Vendredi 3 mars 2023 ((rezonodwes.com))–
Situation générale des Droits humains dans le pays
La situation générale des droits humains se dégrade chaque jour un peu plus. Cependant, force est de constater qu’au cours des dernières années, cette dégradation a pris des proportions inégalées et, le peuple haïtien souffre énormément. Les droits civils, économiques, politiques, sociaux du peuple sont constamment violés. Les droits à la vie, à la sécurité, à l’éducation, à la santé, au travail, à un logement décent ne sont pas garantis. Les libertés d’expression, de réunion, d’association, les droits aux élections de même que les garanties judiciaires ne sont pas protégées. La population haïtienne patauge dans la misère. Les différentes alertes relatives aux risques et expositions à une crise alimentaire aigüe, n’ont pas encore retenu l’attention des autorités étatiques qui ne font rien pour venir en aide à cette population vivant au-dessous du seuil de la pauvreté.
Droit à la sécurité et accointances entre gangs armés
Depuis 2018, les dirigeants-tes qui se sont succédé à la tête du pays ont imposé une nouvelle forme de gouvernance axée sur la terreur, maintenue elle-même, par la gangstérisation du pays et de l’Etat. Plus de 200 gangs armés ont été dénombrés jusqu’à récemment. Ils opèrent, pour leur grande majorité, dans le département de l’Ouest, au grand jour. Ils n’observent de trêve que lorsqu’ils en reçoivent l’ordre et beaucoup d’argent de la part des autorités étatiques. Ces accointances continues et répétées entre les autorités étatiques et les gangs armés causent beaucoup de torts à la population haïtienne. Massacres et attaques armées dans les quartiers défavorisés, contrôle du territoire national par les gangs armés, assassinats, viols, vols à mains armées, enlèvements suivis de séquestration contre rançon : rien n’est épargné à la population haïtienne.
De 2018 à nos jours, plus de 21 événements sanglants ont été perpétrés dans les quartiers défavorisés du département de l’Ouest. Ils ont débouché sur l’assassinat de plusieurs centaines de personnes au moins dont des adultes, des personnes en âge avancé, des femmes, des enfants et des bébés. Leurs cadavres ont été souillés, démembrés, carbonisés ou déchiquetés par des porcs et des chiens. Plus d’une centaine de femmes et de filles sont victimes de viols collectifs et répétés et plusieurs centaines d’enfants sont devenus orphelins.
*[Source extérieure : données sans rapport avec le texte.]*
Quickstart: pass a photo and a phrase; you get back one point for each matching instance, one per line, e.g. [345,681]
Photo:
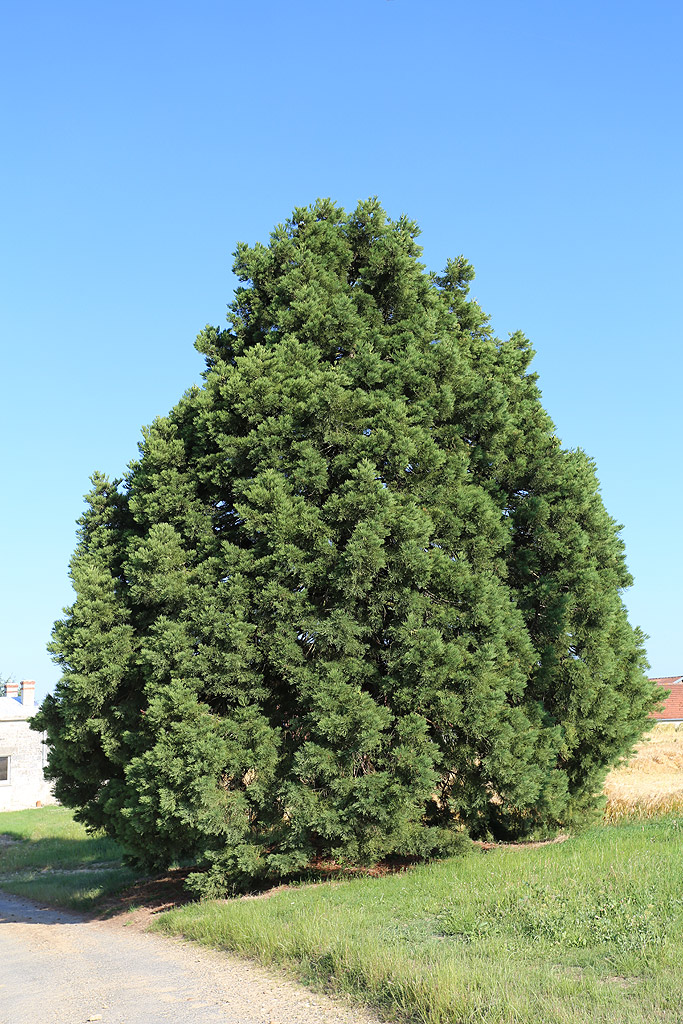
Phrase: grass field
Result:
[588,930]
[583,931]
[651,783]
[46,855]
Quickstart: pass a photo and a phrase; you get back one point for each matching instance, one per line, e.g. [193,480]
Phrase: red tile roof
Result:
[673,705]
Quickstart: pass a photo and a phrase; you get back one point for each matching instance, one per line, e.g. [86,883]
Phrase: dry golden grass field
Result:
[651,782]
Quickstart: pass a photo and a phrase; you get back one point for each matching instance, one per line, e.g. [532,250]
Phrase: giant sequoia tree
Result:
[354,599]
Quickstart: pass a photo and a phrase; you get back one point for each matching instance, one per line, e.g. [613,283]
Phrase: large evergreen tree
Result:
[354,599]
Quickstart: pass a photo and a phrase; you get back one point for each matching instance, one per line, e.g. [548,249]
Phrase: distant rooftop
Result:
[673,705]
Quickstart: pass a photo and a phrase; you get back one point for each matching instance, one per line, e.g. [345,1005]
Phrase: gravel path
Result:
[57,968]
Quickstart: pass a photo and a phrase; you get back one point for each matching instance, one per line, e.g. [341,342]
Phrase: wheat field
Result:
[651,783]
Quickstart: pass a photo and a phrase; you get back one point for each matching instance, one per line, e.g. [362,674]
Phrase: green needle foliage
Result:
[353,600]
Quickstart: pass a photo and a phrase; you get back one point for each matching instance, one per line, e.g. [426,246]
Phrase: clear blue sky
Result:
[140,141]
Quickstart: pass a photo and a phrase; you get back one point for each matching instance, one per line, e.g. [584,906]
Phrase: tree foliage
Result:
[354,599]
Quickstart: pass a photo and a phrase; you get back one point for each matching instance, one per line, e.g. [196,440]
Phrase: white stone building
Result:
[23,753]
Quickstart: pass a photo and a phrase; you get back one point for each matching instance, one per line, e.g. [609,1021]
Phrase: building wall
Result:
[27,785]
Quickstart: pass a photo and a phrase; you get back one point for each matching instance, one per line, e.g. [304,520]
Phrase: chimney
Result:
[28,692]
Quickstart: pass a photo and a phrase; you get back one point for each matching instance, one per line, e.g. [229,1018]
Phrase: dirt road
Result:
[57,968]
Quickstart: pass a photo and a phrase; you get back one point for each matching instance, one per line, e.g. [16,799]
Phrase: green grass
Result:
[586,931]
[45,855]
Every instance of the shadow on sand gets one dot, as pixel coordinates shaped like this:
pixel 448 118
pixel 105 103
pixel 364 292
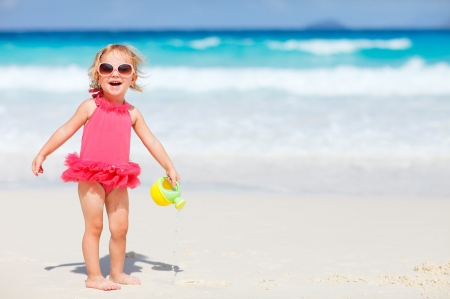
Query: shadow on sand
pixel 128 268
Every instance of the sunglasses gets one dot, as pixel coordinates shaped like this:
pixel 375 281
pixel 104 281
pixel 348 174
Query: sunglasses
pixel 106 69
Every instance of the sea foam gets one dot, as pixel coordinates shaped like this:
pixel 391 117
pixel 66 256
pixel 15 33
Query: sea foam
pixel 338 46
pixel 414 78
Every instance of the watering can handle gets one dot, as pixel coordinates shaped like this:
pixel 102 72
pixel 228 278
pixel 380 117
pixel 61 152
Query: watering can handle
pixel 165 177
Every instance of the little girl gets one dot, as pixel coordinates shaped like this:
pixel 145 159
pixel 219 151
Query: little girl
pixel 103 170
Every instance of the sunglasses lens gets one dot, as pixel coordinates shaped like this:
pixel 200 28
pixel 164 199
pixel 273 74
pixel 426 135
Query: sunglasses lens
pixel 105 69
pixel 125 69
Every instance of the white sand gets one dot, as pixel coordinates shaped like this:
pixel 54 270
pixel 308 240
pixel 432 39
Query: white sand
pixel 234 245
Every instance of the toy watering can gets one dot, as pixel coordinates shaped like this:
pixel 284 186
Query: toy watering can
pixel 164 194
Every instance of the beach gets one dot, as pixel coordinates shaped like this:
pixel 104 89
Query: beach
pixel 315 164
pixel 235 238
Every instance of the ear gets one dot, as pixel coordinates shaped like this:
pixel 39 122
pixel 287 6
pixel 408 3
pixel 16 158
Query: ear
pixel 134 78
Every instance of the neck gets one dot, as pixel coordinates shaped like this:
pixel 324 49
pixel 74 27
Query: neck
pixel 117 99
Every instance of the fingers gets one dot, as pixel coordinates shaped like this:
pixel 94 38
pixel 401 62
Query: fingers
pixel 36 166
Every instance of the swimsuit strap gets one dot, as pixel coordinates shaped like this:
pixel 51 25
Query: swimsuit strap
pixel 107 105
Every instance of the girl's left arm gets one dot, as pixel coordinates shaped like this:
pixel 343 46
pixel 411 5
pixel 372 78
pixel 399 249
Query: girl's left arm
pixel 153 145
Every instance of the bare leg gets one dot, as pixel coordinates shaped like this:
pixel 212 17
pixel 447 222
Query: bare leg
pixel 117 209
pixel 92 199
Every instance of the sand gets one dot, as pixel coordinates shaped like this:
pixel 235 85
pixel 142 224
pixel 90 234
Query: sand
pixel 241 244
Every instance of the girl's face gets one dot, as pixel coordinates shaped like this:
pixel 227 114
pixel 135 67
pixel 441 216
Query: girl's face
pixel 115 85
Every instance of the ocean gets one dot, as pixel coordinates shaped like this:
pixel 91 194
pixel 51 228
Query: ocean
pixel 245 94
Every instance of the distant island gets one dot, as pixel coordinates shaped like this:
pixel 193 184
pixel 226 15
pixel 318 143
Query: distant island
pixel 326 25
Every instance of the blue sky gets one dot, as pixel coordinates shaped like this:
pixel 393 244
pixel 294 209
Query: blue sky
pixel 225 14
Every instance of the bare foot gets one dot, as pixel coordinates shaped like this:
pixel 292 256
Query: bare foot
pixel 102 283
pixel 123 278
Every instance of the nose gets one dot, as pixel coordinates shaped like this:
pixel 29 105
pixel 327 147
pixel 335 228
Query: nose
pixel 115 72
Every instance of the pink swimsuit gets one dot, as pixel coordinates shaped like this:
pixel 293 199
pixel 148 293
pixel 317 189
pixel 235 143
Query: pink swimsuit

Les 2 grandes coalitions de bandits armés, à savoir le G-9 an Fanmi e Alye dirigé par Jimmy Chérizier alias Barbecue et le G-Pèp dirigé par Gabriel Jean-Pierre alias Ti Gabriel ou Gabo, bénéficient de la protection des autorités étatiques, du secteur privé des affaires ou du secteur politique, en quête de pouvoir. Ces gangs sont chaque jour plus arrogants dans leur mode opératoire. Ils étendent leur territoire et s’en prennent continuellement à la population haïtienne laissée sans défense et de plus en plus, aux agents policiers. De juillet 2021 à janvier 2023, 78 policiers au moins ont été assassinés, soit, sur une période de 18 mois, une moyenne de 5 policiers par mois.
Depuis le 1er juin 2021, le processus de scission du pays a commencé et s’est accéléré au point où, aujourd’hui, le grand nord et le grand sud sont inaccessibles. Pour sa part, la commune de Port-au-Prince, où la situation est la plus critique, est encerclée par les gangs armés. Chaque jour, 10 personnes en moyenne sont enlevées partout dans le pays et séquestrées contre rançon et 3 autres, sont assassinées soit par balles ou à l’arme blanche. Tout ceci, en dehors des massacres et attaques armées, susmentionnés.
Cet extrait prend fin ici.